Musically, it was all very “Cartholic”, in the Anglican sense. A well-known chant for the Angelus, Newman’s “Praise to the Holiest”, “Jerusalem the golden”. Scripture and prayer were in traditional language. It was strange to hear the Cardinal Archbishop of Westminster, Liverpool vowels in the background, articulating Prayer Book “thees” and “thous” as he prayed the ordination collect, sang his way rather hesitantly through the communion Preface, and led the Prayer of Humble Access. Vincent Nichols will have grown up with the Latin mass, but, through most of his ministry, he will have used the contemporary vernacular.

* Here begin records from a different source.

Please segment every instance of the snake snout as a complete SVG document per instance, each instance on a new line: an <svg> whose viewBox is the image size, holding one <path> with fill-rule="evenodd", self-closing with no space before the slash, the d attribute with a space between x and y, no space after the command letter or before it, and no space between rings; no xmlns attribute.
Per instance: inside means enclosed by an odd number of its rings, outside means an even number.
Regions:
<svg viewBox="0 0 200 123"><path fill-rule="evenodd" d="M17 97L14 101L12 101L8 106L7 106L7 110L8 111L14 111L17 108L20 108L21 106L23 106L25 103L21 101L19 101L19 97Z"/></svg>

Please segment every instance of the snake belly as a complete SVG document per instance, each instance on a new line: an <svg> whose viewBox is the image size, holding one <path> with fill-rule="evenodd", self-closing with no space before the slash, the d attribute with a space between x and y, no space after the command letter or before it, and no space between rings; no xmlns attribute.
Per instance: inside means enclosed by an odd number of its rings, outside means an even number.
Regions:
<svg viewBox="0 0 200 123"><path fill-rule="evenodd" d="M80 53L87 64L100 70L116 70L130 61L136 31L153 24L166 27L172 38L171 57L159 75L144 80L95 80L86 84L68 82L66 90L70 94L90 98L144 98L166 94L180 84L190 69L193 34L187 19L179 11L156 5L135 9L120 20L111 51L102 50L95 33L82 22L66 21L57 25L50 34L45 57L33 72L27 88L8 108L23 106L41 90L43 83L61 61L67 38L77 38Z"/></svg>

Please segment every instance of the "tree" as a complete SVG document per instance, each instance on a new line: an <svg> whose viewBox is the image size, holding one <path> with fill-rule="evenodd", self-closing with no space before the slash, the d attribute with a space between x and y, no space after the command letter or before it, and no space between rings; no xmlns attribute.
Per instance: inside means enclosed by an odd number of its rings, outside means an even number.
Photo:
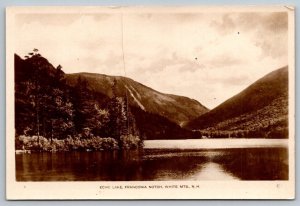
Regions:
<svg viewBox="0 0 300 206"><path fill-rule="evenodd" d="M43 96L43 128L45 135L58 139L74 134L74 108L66 92L53 88Z"/></svg>
<svg viewBox="0 0 300 206"><path fill-rule="evenodd" d="M15 85L16 134L34 134L36 125L34 84L30 80Z"/></svg>
<svg viewBox="0 0 300 206"><path fill-rule="evenodd" d="M33 49L33 53L34 53L34 54L38 54L38 52L39 52L38 49L36 49L36 48Z"/></svg>
<svg viewBox="0 0 300 206"><path fill-rule="evenodd" d="M100 135L108 122L108 111L100 107L85 79L79 77L73 90L75 125L78 133L89 129L92 134Z"/></svg>
<svg viewBox="0 0 300 206"><path fill-rule="evenodd" d="M38 142L40 135L51 139L64 138L67 134L74 133L74 108L64 72L60 65L55 69L41 57L38 49L31 53L32 56L22 62L23 68L18 68L27 74L25 76L22 73L23 79L16 84L16 120L20 123L26 118L20 116L22 106L26 106L27 113L33 114L34 118L31 119L34 120L31 120L32 126L29 126L29 129L28 126L22 126L21 130L32 130L33 134L38 136Z"/></svg>
<svg viewBox="0 0 300 206"><path fill-rule="evenodd" d="M128 135L127 104L123 97L117 96L117 81L114 79L112 85L113 97L107 105L109 121L106 127L106 134L120 140L120 136Z"/></svg>
<svg viewBox="0 0 300 206"><path fill-rule="evenodd" d="M124 99L113 97L108 104L108 113L107 135L119 140L121 135L128 134Z"/></svg>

Still, he made it clear that he believed that Dr Nazir-Ali’s former ministry in the Church of England had been made fruitful by the same grace that now gathered him into a wider Catholicism. What he said could almost be a Roman Catholic take on the Declaration of Assent, which affirms that the C of E is, indeed, “part of the One Holy Catholic and Apostolic Church”.
There were many who were critical of Pope Benedict’s promotion of the Ordinariate. One commentator suggested that it represented an aggressive parking of the Vatican’s tanks on the lawn of Lambeth Palace. Yet supporters of the Ordinariate are perhaps justified in seeing it the other way round. The Ordinariate fosters the inclusion of Anglican instincts — scholarship, love of scripture, and liturgy — into the wider Catholic Church at a time when the C of E seems hesitant about its traditions.
I can sympathise with Dr Nazir-Ali’s claim, made in a recent interview in The Spectator, that, “What Anglicanism in its classical form has held most dear is being fulfilled in the progression of the Ordinariate.”
Watching the service, I cannot deny that the simple seriousness of it all got through to me. No self-conscious welcome at the beginning, no coy jokes in the sermon, no sense that the liturgy had to be first laboriously explained and then endured, no “spontaneous” clapping. Too often, when I go to church these days, I feel that we are praying to ourselves, having lost both Protestant seriousness and a Catholic sense of the transcendent.
The Ordinariate is a strange beast ecumenically, but, for the first time, I began to see that its claim is serious, and that it could play a part in healing some of the wounds of the 16th century. I couldn’t help wondering, though, what Thomas Cranmer would have made of it all: to find his liturgical work preserved by the RC Church at a time when the Protestant English for whom he had laboured, and even gave his life, had (with the honourable exception of the Prayer Book Society) largely abandoned it.